La parte a lungo sommersa dell’iceberg Debenedetti, concentrata negli anni che precedono la seconda guerra mondiale (nel dopoguerra l’interesse per il cinema passò alquanto in secondo piano), propone non solo predilezioni assolute come quella per Chaplin, ma anche e soprattutto acquisizioni metodologiche e sistemazioni concettuali tanto anticipatrici per l’epoca quanto incredibilmente vivide in tempi di diffuso disincanto nei confronti delle sorti dell’ex arte chiave del Novecento.
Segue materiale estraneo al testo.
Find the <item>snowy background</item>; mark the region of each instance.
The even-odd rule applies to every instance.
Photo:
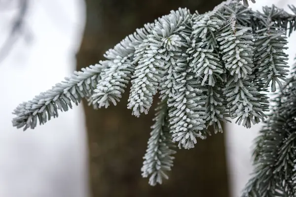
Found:
[[[295,0],[257,0],[260,9],[287,8]],[[84,25],[81,0],[32,0],[26,19],[29,42],[21,37],[0,64],[0,197],[84,197],[86,136],[81,105],[44,126],[22,132],[13,128],[17,105],[51,87],[75,68],[74,54]],[[1,8],[0,7],[0,8]],[[8,36],[13,11],[0,12],[0,46]],[[30,40],[30,39],[29,39]],[[290,63],[296,34],[289,38]],[[228,124],[225,130],[233,197],[239,197],[252,171],[251,150],[260,125],[250,130]],[[62,128],[62,129],[61,129]]]

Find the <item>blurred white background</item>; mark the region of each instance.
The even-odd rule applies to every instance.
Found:
[[[295,0],[257,0],[254,9],[274,3],[288,8]],[[31,99],[69,76],[75,68],[85,20],[82,0],[31,0],[25,31],[0,64],[0,197],[84,197],[86,185],[85,129],[82,105],[45,125],[23,132],[12,127],[17,105]],[[0,7],[0,8],[1,8]],[[15,12],[0,12],[0,46]],[[288,53],[296,33],[289,38]],[[239,196],[252,171],[253,140],[260,125],[247,130],[227,125],[226,145],[233,197]]]

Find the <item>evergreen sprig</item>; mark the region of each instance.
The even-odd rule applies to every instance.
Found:
[[[43,124],[82,98],[96,108],[115,105],[130,82],[133,115],[147,114],[157,92],[161,100],[142,168],[150,185],[167,178],[174,143],[193,148],[211,134],[210,127],[222,132],[221,122],[229,118],[250,128],[267,117],[256,149],[258,173],[245,194],[292,194],[294,111],[284,109],[294,106],[293,97],[281,95],[292,104],[273,108],[270,116],[266,93],[286,90],[286,35],[296,29],[296,8],[290,6],[295,14],[274,5],[254,11],[247,0],[240,1],[227,0],[203,14],[179,8],[145,25],[108,51],[106,60],[20,104],[13,126],[34,129],[37,119]]]
[[[294,197],[296,150],[296,78],[274,99],[254,151],[255,169],[244,197]]]

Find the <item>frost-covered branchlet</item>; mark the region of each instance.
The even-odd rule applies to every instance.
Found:
[[[296,183],[296,78],[274,99],[276,105],[257,140],[256,168],[244,197],[294,197]]]
[[[170,171],[173,166],[173,149],[176,146],[172,141],[168,119],[166,100],[159,103],[154,119],[155,123],[148,141],[148,147],[144,156],[141,169],[144,177],[149,176],[149,184],[154,186],[161,184],[163,178],[168,179],[166,171]]]
[[[260,12],[249,8],[247,0],[241,1],[227,0],[203,14],[179,8],[145,25],[108,51],[105,60],[20,104],[14,112],[13,126],[34,129],[38,120],[44,124],[82,98],[96,108],[116,105],[130,82],[127,107],[138,117],[148,113],[158,92],[161,107],[142,172],[151,185],[161,183],[173,165],[173,143],[193,148],[198,138],[211,134],[210,127],[215,133],[222,132],[221,121],[230,121],[228,118],[250,128],[266,117],[266,92],[285,88],[286,35],[296,29],[296,8],[290,6],[294,14],[274,5]],[[293,115],[292,111],[285,112]],[[280,125],[278,120],[287,114],[278,114],[276,118],[268,116],[267,122]],[[288,141],[290,138],[278,133],[287,132],[285,127],[294,127],[293,119],[288,119],[280,130],[265,127],[272,131],[264,132],[258,147],[256,162],[263,164],[248,186],[247,196],[256,196],[252,192],[274,195],[276,188],[292,194],[295,176],[280,172],[294,167],[294,151],[272,141],[294,143],[294,138]],[[275,145],[282,148],[276,151]],[[285,183],[279,185],[279,180]]]
[[[135,65],[131,62],[135,51],[147,39],[153,27],[153,24],[145,25],[104,55],[108,60],[105,61],[106,68],[100,75],[101,79],[92,96],[94,103],[107,108],[110,102],[116,105],[119,102],[135,70]]]
[[[97,64],[83,68],[81,71],[74,71],[52,89],[20,104],[13,113],[17,116],[12,120],[13,126],[24,127],[24,131],[34,129],[38,120],[40,125],[44,124],[51,117],[57,117],[58,110],[66,111],[72,108],[72,103],[78,105],[81,98],[85,98],[91,103],[91,96],[104,68],[104,66]],[[94,107],[97,107],[95,103]]]

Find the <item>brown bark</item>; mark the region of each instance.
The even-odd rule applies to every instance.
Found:
[[[221,0],[85,0],[87,20],[77,69],[103,59],[103,54],[145,23],[179,7],[200,13]],[[141,175],[153,109],[137,118],[126,108],[129,89],[116,106],[95,110],[83,102],[89,148],[91,193],[97,197],[228,196],[223,135],[179,150],[170,179],[151,187]],[[155,98],[155,100],[157,98]],[[155,105],[152,106],[154,109]]]

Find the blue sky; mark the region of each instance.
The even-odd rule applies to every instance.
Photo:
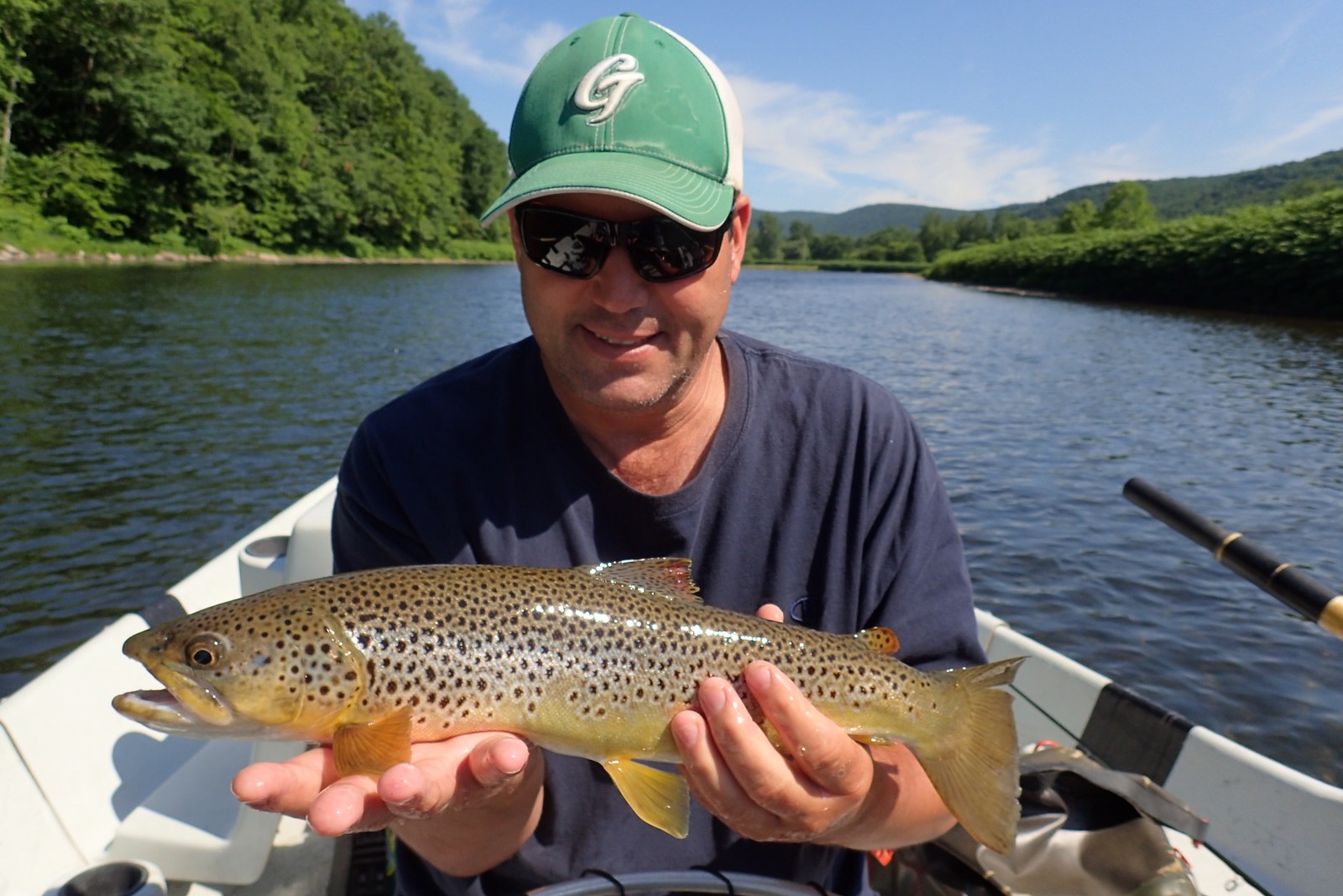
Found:
[[[602,15],[653,19],[728,75],[771,211],[992,208],[1343,149],[1343,0],[349,5],[400,24],[504,138],[547,48]]]

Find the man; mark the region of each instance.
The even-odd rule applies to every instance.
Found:
[[[904,410],[720,329],[751,203],[717,67],[638,16],[595,21],[537,64],[509,156],[485,220],[509,216],[532,339],[364,422],[341,467],[337,568],[689,556],[709,603],[889,626],[915,665],[982,661],[950,504]],[[731,682],[701,682],[672,720],[698,802],[685,840],[635,821],[591,763],[505,733],[416,744],[377,782],[337,780],[317,750],[234,789],[322,834],[389,826],[416,896],[693,865],[862,893],[850,850],[951,826],[904,747],[854,743],[768,664],[744,680],[796,748],[775,750]]]

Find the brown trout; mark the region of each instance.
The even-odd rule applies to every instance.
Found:
[[[1011,682],[1021,660],[919,672],[894,634],[838,635],[705,606],[690,562],[573,570],[423,566],[281,586],[129,638],[168,690],[113,700],[196,737],[329,743],[341,774],[377,775],[410,744],[506,731],[602,764],[643,821],[685,837],[689,794],[669,721],[709,676],[767,660],[864,743],[907,744],[990,849],[1019,815]]]

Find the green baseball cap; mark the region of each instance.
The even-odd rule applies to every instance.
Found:
[[[530,199],[590,192],[714,230],[741,189],[741,111],[708,56],[627,12],[541,58],[513,111],[508,157],[513,181],[485,226]]]

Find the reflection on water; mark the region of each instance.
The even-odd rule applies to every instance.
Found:
[[[3,274],[0,693],[330,476],[363,414],[525,333],[506,266]],[[1340,780],[1343,645],[1120,488],[1343,583],[1343,326],[756,270],[728,325],[913,410],[986,609]]]

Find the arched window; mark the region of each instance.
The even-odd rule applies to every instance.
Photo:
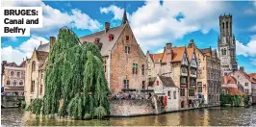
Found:
[[[19,83],[18,83],[18,85],[23,85],[23,81],[20,80]]]
[[[14,76],[14,71],[11,71],[11,77]]]
[[[17,85],[17,82],[14,80],[14,81],[13,82],[13,85]]]
[[[6,85],[10,85],[11,84],[11,82],[10,82],[10,80],[8,80],[7,82],[6,82]]]
[[[32,63],[32,71],[36,71],[36,62],[33,61]]]

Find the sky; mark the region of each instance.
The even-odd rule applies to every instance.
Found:
[[[233,15],[239,66],[256,73],[256,1],[10,1],[2,6],[39,6],[43,27],[31,29],[31,37],[1,38],[1,59],[20,64],[40,43],[57,37],[63,26],[83,37],[104,29],[104,23],[118,26],[126,9],[129,24],[141,48],[163,51],[166,42],[218,48],[220,14]]]

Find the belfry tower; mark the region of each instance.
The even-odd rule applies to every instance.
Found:
[[[236,59],[236,39],[232,33],[232,15],[219,16],[218,50],[221,64],[221,74],[225,75],[238,69]]]

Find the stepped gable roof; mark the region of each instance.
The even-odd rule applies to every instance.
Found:
[[[248,75],[249,75],[250,77],[256,79],[256,73],[250,73],[250,74],[248,74]]]
[[[149,83],[148,83],[148,87],[153,87],[155,81],[156,81],[156,77],[153,77],[153,78],[149,78]]]
[[[14,62],[7,64],[6,66],[18,67],[18,65]]]
[[[154,63],[159,63],[159,60],[162,60],[163,53],[149,54],[149,57],[153,60]]]
[[[20,64],[19,64],[19,67],[25,67],[26,65],[26,61],[23,61]]]
[[[239,71],[240,71],[242,74],[243,74],[244,77],[245,77],[248,81],[250,81],[250,82],[253,83],[253,84],[256,84],[256,80],[253,79],[252,77],[250,77],[246,72],[242,71],[242,70],[239,70]]]
[[[165,87],[172,87],[172,88],[177,88],[172,80],[171,77],[166,77],[166,76],[159,76],[160,80],[163,83],[163,86]]]
[[[192,61],[192,54],[193,54],[193,48],[187,48],[187,51],[188,51],[188,59],[189,61]]]
[[[172,61],[171,62],[181,62],[183,59],[183,54],[185,52],[185,46],[173,47],[172,48]]]
[[[44,43],[44,44],[40,44],[37,51],[43,51],[43,52],[49,52],[50,51],[50,43]]]
[[[48,52],[43,52],[43,51],[37,51],[36,50],[36,55],[37,55],[37,58],[39,62],[42,62],[44,63],[45,60],[47,59],[48,57]]]
[[[127,23],[117,27],[110,28],[107,32],[105,30],[102,30],[100,32],[81,37],[79,38],[80,42],[94,42],[95,38],[99,38],[99,42],[102,43],[100,53],[102,56],[108,56],[109,51],[112,50],[126,25]],[[109,41],[110,34],[114,35],[114,39],[112,41]]]

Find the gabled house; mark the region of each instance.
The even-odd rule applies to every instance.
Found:
[[[147,60],[141,49],[124,11],[122,24],[80,38],[82,43],[95,42],[104,59],[105,77],[113,93],[147,88]]]
[[[166,112],[179,109],[179,89],[171,77],[158,75],[156,78],[152,78],[148,89],[154,89],[159,100],[162,101],[162,105],[165,106]]]

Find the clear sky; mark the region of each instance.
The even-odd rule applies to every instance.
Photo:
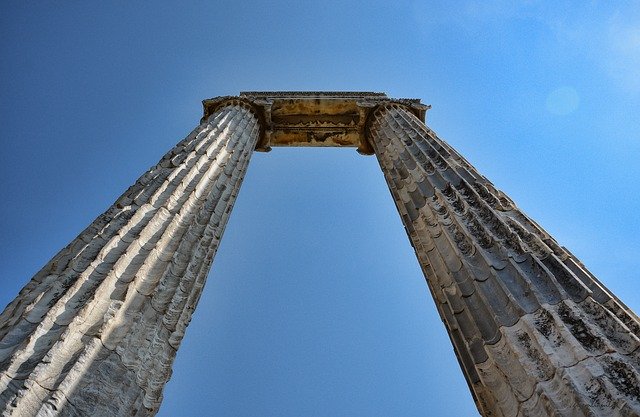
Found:
[[[640,311],[640,2],[181,3],[0,3],[2,306],[202,99],[370,90]],[[477,415],[375,157],[253,156],[159,415]]]

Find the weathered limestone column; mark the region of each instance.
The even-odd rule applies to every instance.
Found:
[[[480,412],[640,415],[638,317],[409,109],[368,135]]]
[[[3,416],[156,413],[258,137],[221,100],[33,277],[0,315]]]

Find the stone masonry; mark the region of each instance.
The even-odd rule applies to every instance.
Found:
[[[251,154],[277,146],[376,155],[482,415],[640,415],[638,317],[426,127],[429,106],[368,92],[203,104],[0,315],[2,416],[154,415]]]

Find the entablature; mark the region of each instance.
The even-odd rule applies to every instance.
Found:
[[[431,107],[420,99],[392,99],[385,93],[365,91],[245,91],[239,97],[204,100],[206,120],[227,101],[250,105],[261,123],[256,150],[268,152],[275,146],[355,147],[373,154],[365,137],[370,112],[377,106],[397,103],[425,121]]]

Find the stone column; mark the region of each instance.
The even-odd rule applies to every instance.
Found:
[[[258,137],[222,102],[33,277],[0,315],[3,416],[157,412]]]
[[[640,415],[640,321],[409,109],[368,135],[485,416]]]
Tra il ’37 e il ’38, in particolare, i suoi saggi e articoli su quotidiani e riviste appaiono come atto fondativo della critica cinematografica come sarà intesa e praticata negli anni successivi in piena temperie neorealista e, seppure segnata da corrività e usure, sino a oggi. Non è inopportuno, infine, sottolineare le visioni lungimiranti e le prese di posizione anticonformiste –sull’importanza del divismo, sui “segreti” di Topolino, sulla crucialità del genere avventuroso, sul ruolo non demonizzabile dell’industria culturale, sull’”autore plurale” contrapposto alla figura dell’autore Unico e Ineffabile, sul cinema americano da considerare “sempre come un esempio e un punto di arrivo”) che potrebbero provocare qualche collasso tra le fila degli odierni e non di rado disdicevoli adepti.